Janna  36:57 And then what's the final piece of our program with literature? Right. 

Amy  37:03 The other thing is, we do schedule poetry throughout the year. So each of our levels comes with its own poetry book, in which you read at least two or three poems, I believe every week. We've also added one additional type of book to our US Literature, which is the Elements of Style. And so I use that back in high school, I know of just different, making sure that you know how to cite things, well, that the paragraph structure is fine. And the sentence structure is fine with the noun-verb adjectives. So we also include that book and the US Literature package.

 Janna  37:45 Maybe all of this is slightly overwhelming, but very exciting that these are coming out. You know, some may wonder why we decided to release two in the same year. But I think your explanation of the fact that people do things in different orders and different states in different schools if you are tied to them requires different things. So I think that satisfies that kind of itch to know well, why would you do it this way. 

Another nice option that we have provided in our lower levels that will be extended into the high school is our virtual add-on. And so the virtual seat will be customization as you're ordering your package. And if you're unfamiliar with that, we do have a YouTube channel about BookShark Virtual that you can get yourself familiarized with the process, and what it actually provides you but in a nutshell, it does provide a space online where your student is going to be doing their assessments instead of paper to pencil. They'll be doing it online or uploading their work so that it's a great keeper of the record. It does have automatic scoring, if it's an objective question, if it's subjective, then you or a teacher, depending on how you use our program would have to go in and score it. But it's a great add-on for independence, all of the schedules are there. I'm a user of the virtual option with my daughter, she's 13. And I get a ding on my cell phone every time she turns in an assignment. So as I'm busy working, I know that she is busy doing her school and don't have to feel like at the end of the night, I have to go track everything down and see where she's at. So definitely a bonus for parents who feel like they want their child to be a more independent student, but also they are just as busy. And it's just a way for them to be able to keep records and have things stored in one centralized place. It does make homeschooling super simple. Not easy. We both know it's not easy, but it simplifies the record-keeping and the scoring. So that will be available on these four levels of high school that we're releasing. 

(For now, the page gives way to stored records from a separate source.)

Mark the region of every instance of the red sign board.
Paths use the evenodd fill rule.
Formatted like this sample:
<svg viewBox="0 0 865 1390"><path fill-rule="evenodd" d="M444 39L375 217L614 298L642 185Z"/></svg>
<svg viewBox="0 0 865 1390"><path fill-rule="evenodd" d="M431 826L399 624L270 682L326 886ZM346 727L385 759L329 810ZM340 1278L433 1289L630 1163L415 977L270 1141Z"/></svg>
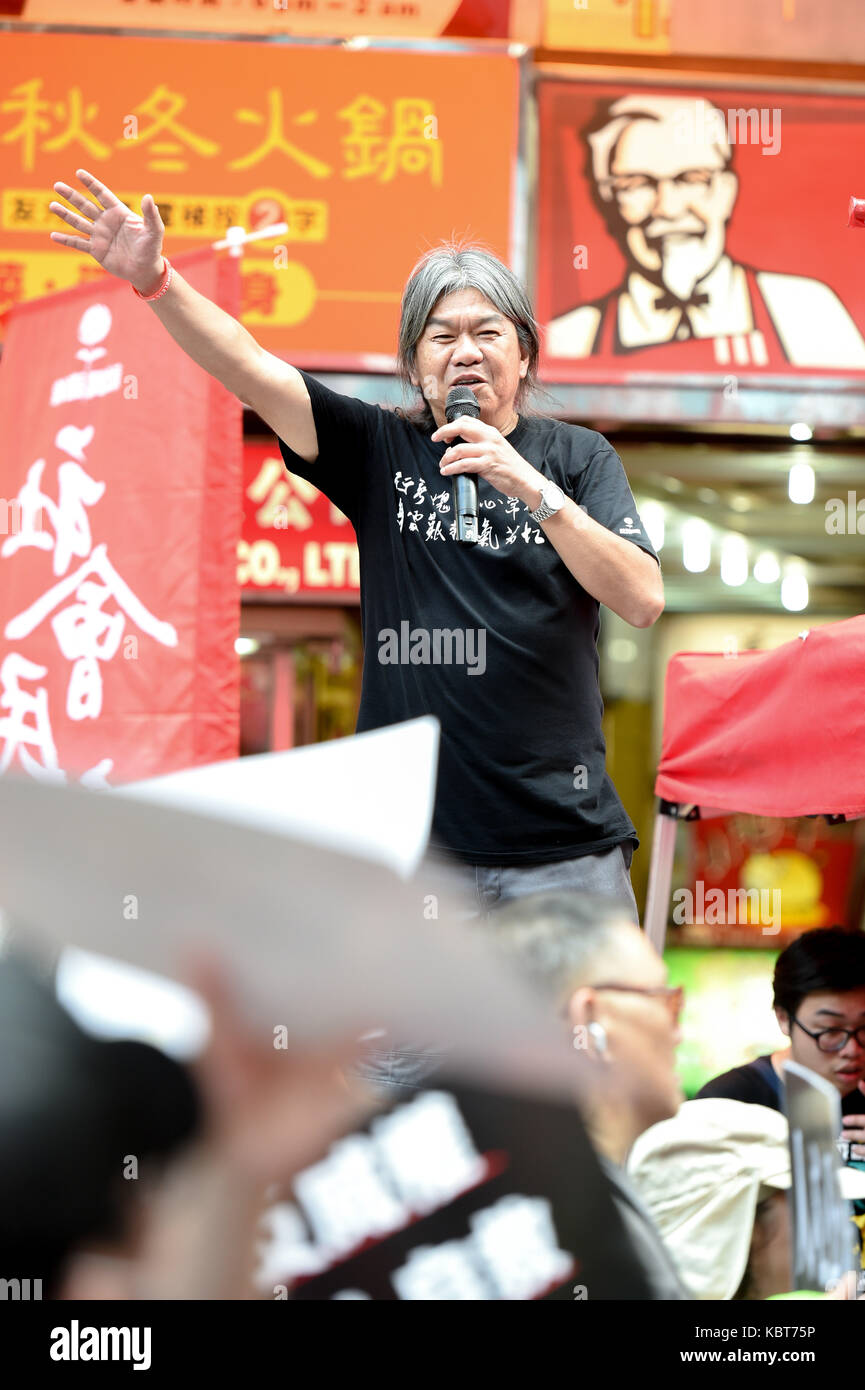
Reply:
<svg viewBox="0 0 865 1390"><path fill-rule="evenodd" d="M737 815L688 828L691 910L673 912L688 928L683 939L777 949L801 931L854 925L851 825Z"/></svg>
<svg viewBox="0 0 865 1390"><path fill-rule="evenodd" d="M543 374L865 374L861 97L544 80Z"/></svg>
<svg viewBox="0 0 865 1390"><path fill-rule="evenodd" d="M234 263L178 268L237 312ZM106 276L13 311L0 432L0 774L236 757L239 402Z"/></svg>
<svg viewBox="0 0 865 1390"><path fill-rule="evenodd" d="M286 472L275 444L244 448L237 581L259 598L358 601L351 522L312 483Z"/></svg>

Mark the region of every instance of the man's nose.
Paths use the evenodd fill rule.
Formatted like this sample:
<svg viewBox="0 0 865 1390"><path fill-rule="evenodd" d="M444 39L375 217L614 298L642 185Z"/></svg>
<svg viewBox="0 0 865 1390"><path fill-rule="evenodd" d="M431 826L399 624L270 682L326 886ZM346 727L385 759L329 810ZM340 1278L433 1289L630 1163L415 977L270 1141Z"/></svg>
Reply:
<svg viewBox="0 0 865 1390"><path fill-rule="evenodd" d="M675 179L658 179L658 191L655 194L655 206L652 213L655 217L679 217L686 203L687 190L676 183Z"/></svg>
<svg viewBox="0 0 865 1390"><path fill-rule="evenodd" d="M862 1058L865 1057L865 1047L855 1038L848 1038L841 1048L841 1056L849 1058L852 1062L861 1062Z"/></svg>
<svg viewBox="0 0 865 1390"><path fill-rule="evenodd" d="M483 356L480 344L471 333L461 333L454 344L454 357L458 362L477 362Z"/></svg>

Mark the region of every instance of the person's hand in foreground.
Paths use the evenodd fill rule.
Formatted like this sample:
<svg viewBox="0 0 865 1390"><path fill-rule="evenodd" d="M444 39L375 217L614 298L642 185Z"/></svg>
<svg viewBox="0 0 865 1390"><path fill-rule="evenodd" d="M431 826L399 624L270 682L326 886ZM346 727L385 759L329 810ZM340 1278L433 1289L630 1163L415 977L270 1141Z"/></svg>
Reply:
<svg viewBox="0 0 865 1390"><path fill-rule="evenodd" d="M361 1082L347 1079L361 1056L356 1039L275 1047L274 1025L249 1024L215 959L197 957L186 979L212 1022L192 1067L203 1132L143 1195L133 1257L80 1261L67 1297L257 1297L256 1244L271 1185L287 1184L377 1105Z"/></svg>

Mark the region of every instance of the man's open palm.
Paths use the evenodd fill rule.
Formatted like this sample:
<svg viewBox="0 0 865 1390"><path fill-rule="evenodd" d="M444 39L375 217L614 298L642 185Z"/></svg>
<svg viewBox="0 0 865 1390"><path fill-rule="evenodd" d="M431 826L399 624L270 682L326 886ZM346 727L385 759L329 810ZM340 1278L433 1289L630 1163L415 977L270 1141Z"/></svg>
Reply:
<svg viewBox="0 0 865 1390"><path fill-rule="evenodd" d="M103 270L121 280L134 283L148 277L152 279L154 270L159 267L165 226L150 194L146 193L141 200L139 217L86 169L75 172L90 196L85 197L67 183L55 183L55 191L78 211L73 212L62 203L51 203L50 207L83 235L52 232L52 241L76 251L89 252Z"/></svg>

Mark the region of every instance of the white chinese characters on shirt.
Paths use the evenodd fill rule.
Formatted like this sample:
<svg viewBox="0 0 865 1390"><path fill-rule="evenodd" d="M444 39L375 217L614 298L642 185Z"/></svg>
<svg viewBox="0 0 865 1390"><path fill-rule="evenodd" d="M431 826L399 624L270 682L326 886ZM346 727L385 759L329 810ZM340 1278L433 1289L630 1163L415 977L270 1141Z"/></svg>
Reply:
<svg viewBox="0 0 865 1390"><path fill-rule="evenodd" d="M396 520L402 533L403 527L408 521L408 530L416 531L421 534L420 524L425 525L423 538L425 541L446 541L456 540L457 524L456 521L447 520L442 522L442 517L452 516L451 506L452 494L447 488L441 492L431 492L423 478L410 478L398 469L393 475L393 485L396 491ZM414 489L414 492L412 492ZM411 496L409 494L411 493ZM429 507L432 510L424 514L423 508ZM501 509L501 510L500 510ZM484 516L483 513L492 515ZM517 524L516 518L520 512L524 512L528 518L522 525ZM525 502L521 502L519 497L505 497L499 494L496 497L485 497L478 502L478 515L480 519L480 530L478 533L478 545L498 550L500 546L514 545L517 540L521 540L524 545L545 545L546 536L541 528L530 525L529 508ZM513 525L505 521L505 530L495 530L493 521L503 516L510 518Z"/></svg>

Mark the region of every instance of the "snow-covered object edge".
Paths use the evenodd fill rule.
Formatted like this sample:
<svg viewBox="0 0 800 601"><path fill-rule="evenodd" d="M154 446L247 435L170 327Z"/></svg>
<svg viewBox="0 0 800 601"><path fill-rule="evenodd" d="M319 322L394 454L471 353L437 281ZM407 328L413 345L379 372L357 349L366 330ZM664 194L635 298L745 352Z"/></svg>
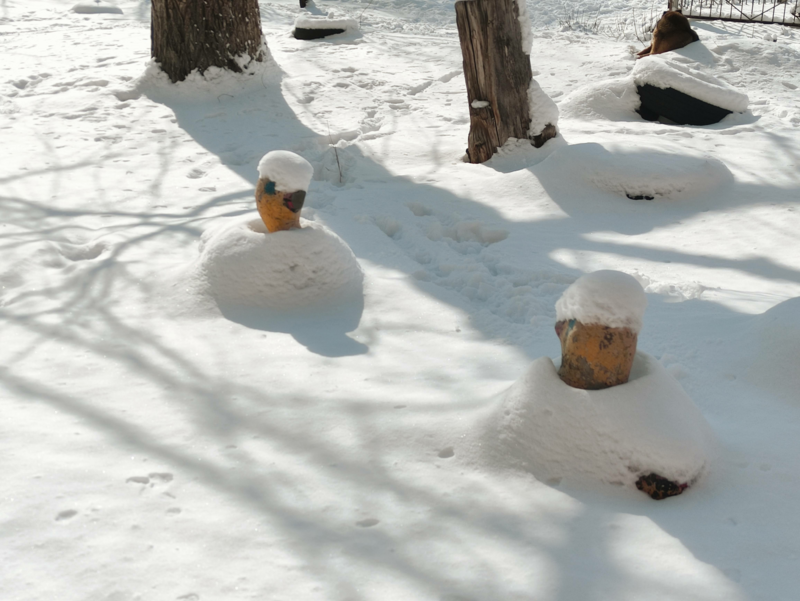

Amy, thank you so much for taking the time to walk us through what these levels are and the thought processes behind how they got put together. We are so excited to see your passion that the person who's actually working with the curriculum is just as excited about it as the parents who receive it. And we hope that all of that excitement is going to translate to the students who start doing it. So, thank you so much for your dedication to furthering the education of homeschooled students around the world.